Antenatal steroids may reduce adverse neurological outcome following chorioamnionitis: neurodevelopmental outcome and chorioamnionitis in premature infants

OBJECTIVE: To examine the effect of antenatal steroid exposure and in utero inflammation on the development of severe intraventricular haemorrhage, periventricular leukomalacia and long-term neurological outcome in infants less than 30 completed weeks gestation. METHOD: Infants less than 30 completed weeks gestation from January 1996 to July 2001 were identified from a prospectively managed database. Placental pathology was reviewed for the presence or absence of chorioamnionitis and funisitis. Infants were divided into three groups depending on the degree of exposure to fetal inflammation (no inflammation, chorioamnionitis only and chorioamnionitis and funisitis). Data relating to gestational age, birthweight, sex, antenatal steroid exposure, surfactant treatment, days of positive pressure ventilation and days of oxygen requirement were collected.

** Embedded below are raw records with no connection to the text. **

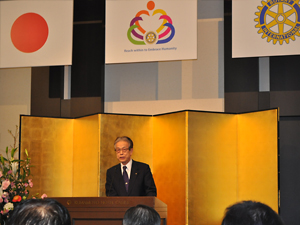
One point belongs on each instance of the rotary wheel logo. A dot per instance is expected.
(278, 20)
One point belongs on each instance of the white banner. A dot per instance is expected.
(139, 31)
(265, 28)
(35, 33)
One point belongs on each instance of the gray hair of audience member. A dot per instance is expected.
(124, 138)
(39, 212)
(251, 213)
(141, 215)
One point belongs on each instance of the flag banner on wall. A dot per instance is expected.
(265, 28)
(36, 33)
(158, 30)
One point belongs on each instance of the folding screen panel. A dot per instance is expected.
(202, 162)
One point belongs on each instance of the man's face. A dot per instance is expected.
(123, 152)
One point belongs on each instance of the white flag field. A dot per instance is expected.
(140, 31)
(265, 28)
(36, 33)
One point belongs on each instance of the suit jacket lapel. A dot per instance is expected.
(133, 175)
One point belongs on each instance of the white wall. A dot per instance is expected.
(160, 87)
(142, 88)
(15, 85)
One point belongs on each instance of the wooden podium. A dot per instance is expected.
(107, 210)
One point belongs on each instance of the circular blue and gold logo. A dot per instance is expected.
(278, 20)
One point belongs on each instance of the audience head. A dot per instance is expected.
(141, 215)
(126, 139)
(39, 212)
(251, 213)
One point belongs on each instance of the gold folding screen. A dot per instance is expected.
(202, 162)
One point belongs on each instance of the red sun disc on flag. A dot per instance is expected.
(29, 32)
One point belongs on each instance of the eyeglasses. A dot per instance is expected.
(118, 150)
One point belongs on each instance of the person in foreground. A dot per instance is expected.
(251, 213)
(129, 177)
(141, 215)
(39, 212)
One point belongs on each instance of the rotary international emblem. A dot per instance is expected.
(278, 20)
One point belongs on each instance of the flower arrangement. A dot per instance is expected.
(14, 180)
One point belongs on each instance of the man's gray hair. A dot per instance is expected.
(141, 215)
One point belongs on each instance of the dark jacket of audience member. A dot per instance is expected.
(141, 215)
(39, 212)
(251, 213)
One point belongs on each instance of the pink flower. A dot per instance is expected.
(12, 184)
(5, 195)
(5, 184)
(44, 196)
(30, 183)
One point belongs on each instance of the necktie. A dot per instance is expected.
(125, 177)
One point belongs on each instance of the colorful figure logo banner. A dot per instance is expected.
(137, 35)
(279, 20)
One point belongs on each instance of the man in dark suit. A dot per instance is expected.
(129, 177)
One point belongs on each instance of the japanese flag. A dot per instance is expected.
(35, 33)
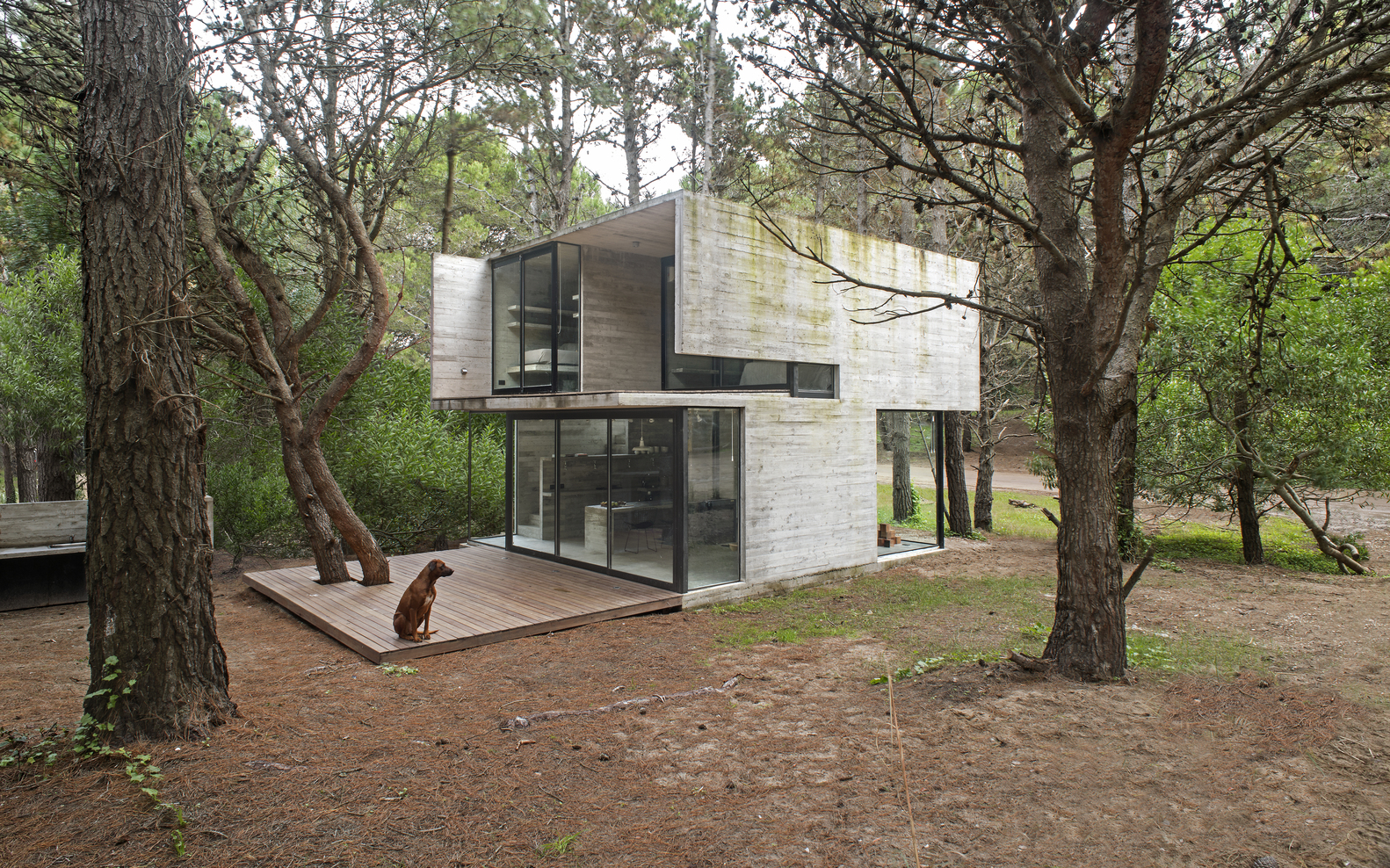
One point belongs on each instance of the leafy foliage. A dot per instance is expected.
(1293, 363)
(40, 351)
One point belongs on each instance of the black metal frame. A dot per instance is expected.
(668, 332)
(680, 556)
(556, 315)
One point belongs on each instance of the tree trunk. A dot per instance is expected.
(1087, 639)
(711, 95)
(984, 482)
(25, 471)
(375, 569)
(1251, 545)
(1124, 449)
(7, 460)
(54, 473)
(900, 439)
(148, 560)
(446, 218)
(958, 497)
(319, 526)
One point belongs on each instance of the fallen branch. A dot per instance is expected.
(1325, 543)
(522, 722)
(1139, 571)
(1032, 664)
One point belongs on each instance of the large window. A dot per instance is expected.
(645, 495)
(535, 321)
(714, 373)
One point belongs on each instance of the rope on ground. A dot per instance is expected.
(522, 722)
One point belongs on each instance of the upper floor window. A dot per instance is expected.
(709, 373)
(535, 321)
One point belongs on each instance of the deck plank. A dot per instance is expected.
(492, 596)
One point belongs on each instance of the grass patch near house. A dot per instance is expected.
(958, 618)
(1286, 545)
(1008, 520)
(929, 621)
(1286, 542)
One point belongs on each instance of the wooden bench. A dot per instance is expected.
(43, 553)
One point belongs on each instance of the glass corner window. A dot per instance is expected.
(535, 321)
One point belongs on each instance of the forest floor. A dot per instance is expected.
(1254, 725)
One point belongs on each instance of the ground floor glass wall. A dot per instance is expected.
(712, 496)
(647, 495)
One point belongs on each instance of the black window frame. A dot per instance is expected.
(719, 363)
(558, 315)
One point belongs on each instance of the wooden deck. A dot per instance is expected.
(492, 596)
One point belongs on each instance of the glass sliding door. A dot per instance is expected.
(537, 317)
(532, 485)
(642, 499)
(712, 500)
(568, 322)
(535, 321)
(601, 490)
(584, 490)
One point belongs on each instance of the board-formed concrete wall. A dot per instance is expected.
(460, 327)
(620, 321)
(742, 292)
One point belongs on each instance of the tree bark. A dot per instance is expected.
(148, 560)
(984, 481)
(25, 475)
(958, 497)
(904, 503)
(1124, 450)
(1251, 545)
(56, 477)
(446, 218)
(7, 460)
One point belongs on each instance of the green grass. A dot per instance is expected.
(1286, 545)
(1008, 520)
(959, 618)
(930, 621)
(1286, 542)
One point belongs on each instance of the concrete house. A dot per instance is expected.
(688, 403)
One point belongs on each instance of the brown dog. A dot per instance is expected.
(412, 618)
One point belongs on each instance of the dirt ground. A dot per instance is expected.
(334, 762)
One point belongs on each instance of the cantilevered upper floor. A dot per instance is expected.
(692, 293)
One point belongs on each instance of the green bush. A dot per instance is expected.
(406, 474)
(248, 503)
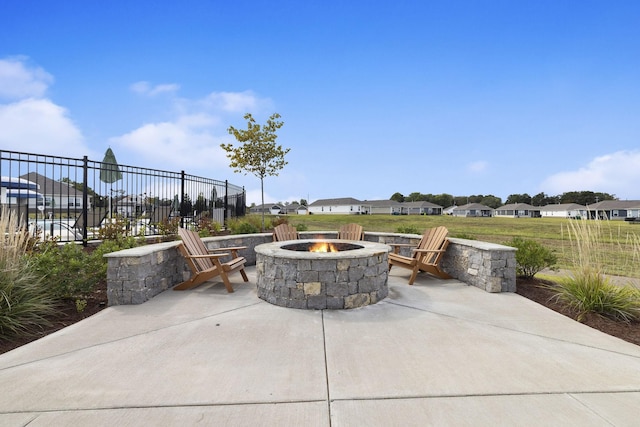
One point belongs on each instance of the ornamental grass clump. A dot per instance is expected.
(25, 302)
(588, 289)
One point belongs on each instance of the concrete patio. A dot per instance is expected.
(436, 353)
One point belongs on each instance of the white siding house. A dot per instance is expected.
(58, 195)
(564, 210)
(421, 208)
(267, 208)
(381, 207)
(473, 210)
(517, 210)
(343, 206)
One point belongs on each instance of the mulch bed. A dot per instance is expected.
(533, 289)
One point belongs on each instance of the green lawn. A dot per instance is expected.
(618, 250)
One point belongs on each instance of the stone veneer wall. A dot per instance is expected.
(138, 274)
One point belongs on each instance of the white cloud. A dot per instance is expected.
(185, 143)
(616, 173)
(191, 139)
(234, 102)
(18, 81)
(479, 166)
(144, 88)
(40, 126)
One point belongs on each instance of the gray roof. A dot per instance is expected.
(334, 202)
(606, 205)
(518, 206)
(421, 204)
(562, 207)
(49, 186)
(473, 206)
(381, 203)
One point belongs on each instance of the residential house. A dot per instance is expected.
(58, 195)
(267, 208)
(421, 208)
(517, 210)
(344, 206)
(564, 210)
(473, 210)
(294, 208)
(381, 207)
(613, 209)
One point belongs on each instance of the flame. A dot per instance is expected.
(323, 247)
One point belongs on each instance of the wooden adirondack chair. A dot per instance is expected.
(351, 232)
(284, 232)
(426, 256)
(206, 265)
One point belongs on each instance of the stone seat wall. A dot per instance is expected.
(138, 274)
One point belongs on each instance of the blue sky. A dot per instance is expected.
(458, 97)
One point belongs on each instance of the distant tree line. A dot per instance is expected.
(540, 199)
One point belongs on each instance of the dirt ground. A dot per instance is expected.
(532, 289)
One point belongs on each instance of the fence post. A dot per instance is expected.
(181, 199)
(85, 199)
(226, 201)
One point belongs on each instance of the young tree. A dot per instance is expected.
(258, 153)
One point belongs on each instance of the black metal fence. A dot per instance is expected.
(70, 198)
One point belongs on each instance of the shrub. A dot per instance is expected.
(588, 291)
(531, 257)
(168, 227)
(70, 271)
(247, 225)
(207, 227)
(25, 302)
(278, 220)
(409, 229)
(114, 229)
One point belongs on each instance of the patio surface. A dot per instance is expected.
(436, 353)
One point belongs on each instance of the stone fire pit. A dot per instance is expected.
(289, 275)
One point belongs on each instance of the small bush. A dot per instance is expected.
(531, 257)
(25, 302)
(244, 228)
(246, 225)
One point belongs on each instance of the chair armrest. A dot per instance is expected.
(209, 255)
(233, 248)
(397, 246)
(429, 250)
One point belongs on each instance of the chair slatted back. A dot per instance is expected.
(194, 246)
(434, 239)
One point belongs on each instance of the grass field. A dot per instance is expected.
(617, 243)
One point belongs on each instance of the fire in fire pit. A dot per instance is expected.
(321, 246)
(293, 274)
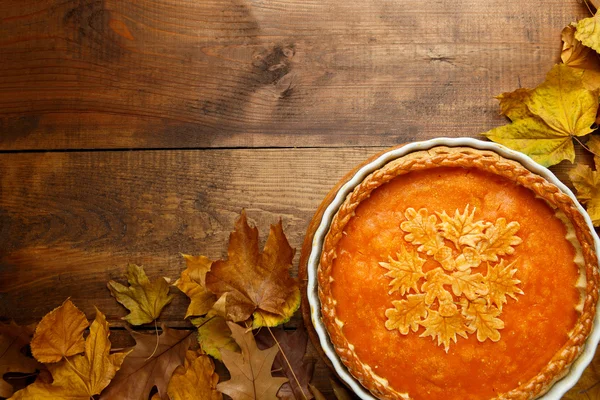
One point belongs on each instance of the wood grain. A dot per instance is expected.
(90, 74)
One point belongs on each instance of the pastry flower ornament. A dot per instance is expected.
(454, 297)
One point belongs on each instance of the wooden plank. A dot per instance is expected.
(238, 73)
(70, 222)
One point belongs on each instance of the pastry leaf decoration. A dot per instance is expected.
(456, 298)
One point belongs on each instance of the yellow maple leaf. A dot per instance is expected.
(499, 240)
(196, 379)
(587, 183)
(59, 334)
(144, 299)
(434, 286)
(460, 229)
(501, 282)
(588, 32)
(81, 376)
(405, 272)
(444, 329)
(482, 319)
(588, 386)
(422, 230)
(545, 119)
(192, 282)
(594, 145)
(471, 285)
(406, 314)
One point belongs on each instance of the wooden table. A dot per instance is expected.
(133, 131)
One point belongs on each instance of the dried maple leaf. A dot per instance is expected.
(434, 286)
(196, 379)
(80, 376)
(13, 338)
(293, 345)
(587, 183)
(214, 335)
(460, 229)
(406, 314)
(501, 282)
(444, 329)
(59, 334)
(257, 284)
(192, 282)
(144, 299)
(405, 272)
(469, 284)
(545, 119)
(421, 230)
(588, 386)
(588, 32)
(482, 319)
(251, 370)
(149, 364)
(499, 240)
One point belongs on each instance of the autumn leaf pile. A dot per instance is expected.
(230, 301)
(564, 108)
(438, 293)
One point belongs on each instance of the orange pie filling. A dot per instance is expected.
(454, 283)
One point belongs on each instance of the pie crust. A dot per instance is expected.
(487, 162)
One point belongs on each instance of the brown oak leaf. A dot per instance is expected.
(406, 314)
(59, 334)
(293, 345)
(421, 229)
(144, 299)
(499, 240)
(482, 318)
(81, 376)
(250, 371)
(192, 282)
(149, 364)
(405, 272)
(13, 338)
(444, 329)
(501, 282)
(257, 284)
(196, 379)
(460, 229)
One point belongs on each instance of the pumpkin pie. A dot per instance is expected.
(454, 273)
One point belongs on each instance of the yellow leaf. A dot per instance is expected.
(444, 329)
(251, 370)
(214, 335)
(588, 32)
(257, 284)
(460, 229)
(80, 376)
(407, 314)
(434, 286)
(588, 386)
(195, 380)
(499, 240)
(471, 285)
(405, 272)
(421, 229)
(563, 103)
(594, 145)
(587, 183)
(557, 110)
(192, 282)
(59, 334)
(144, 299)
(501, 282)
(482, 318)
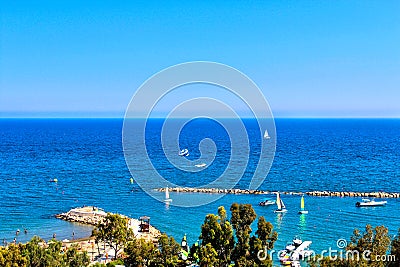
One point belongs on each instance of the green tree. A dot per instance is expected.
(35, 253)
(374, 243)
(141, 253)
(169, 251)
(12, 256)
(217, 231)
(74, 258)
(243, 215)
(114, 231)
(262, 242)
(208, 256)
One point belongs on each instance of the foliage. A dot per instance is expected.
(115, 263)
(243, 215)
(169, 251)
(12, 257)
(36, 254)
(114, 231)
(216, 232)
(140, 253)
(75, 259)
(218, 247)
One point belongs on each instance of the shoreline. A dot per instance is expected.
(262, 192)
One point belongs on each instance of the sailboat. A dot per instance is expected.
(266, 135)
(302, 209)
(280, 204)
(167, 199)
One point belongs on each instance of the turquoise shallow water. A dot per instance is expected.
(87, 159)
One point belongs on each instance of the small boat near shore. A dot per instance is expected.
(267, 202)
(184, 153)
(201, 165)
(279, 203)
(365, 202)
(302, 206)
(266, 135)
(295, 251)
(167, 198)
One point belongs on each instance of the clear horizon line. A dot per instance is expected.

Cerebral ultrasound studies were examined for evidence of intraventricular or intraparenchymal echodensity and periventricular leukomalacia. Long-term neurological outcome was assessed by neurological examination for cerebral palsy and by Griffiths Mental Developmental Assessment for general developmental quotient. RESULTS: Two hundred and twenty infants were identified. The mean gestational age was 27.7 weeks and the mean birthweight 1092 g. Seventy-two per cent of mothers had received a complete course of antenatal steroids. The risk of Grade III intraventricular haemorrhage or intraparenchymal echodensity was associated with exposure to in utero inflammation if a complete course of antenatal steroids had not been received (P = 0.002). This association did not exist if a complete course of antenatal steroids was given (P = 0.62). Fourteen infants had cerebral palsy (7%). The presence of cerebral palsy was also associated with in utero inflammation in the absence of complete antenatal steroid cover (P = 0.03) and not in the presence of complete cover (P = 0.59). The mean general developmental quotient on Griffiths Mental Developmental Assessment at 12 months or 3 years was not affected by exposure to in utero inflammation regardless of antenatal steroid exposure. CONCLUSION: Risk of intraventricular haemorrhage or intraparenchymal echodensity and cerebral palsy was associated with in utero inflammation in the absence of a complete course of antenatal steroids. A complete course of antenatal steroids appeared to extinguish any association between in utero inflammation and adverse neurological outcome.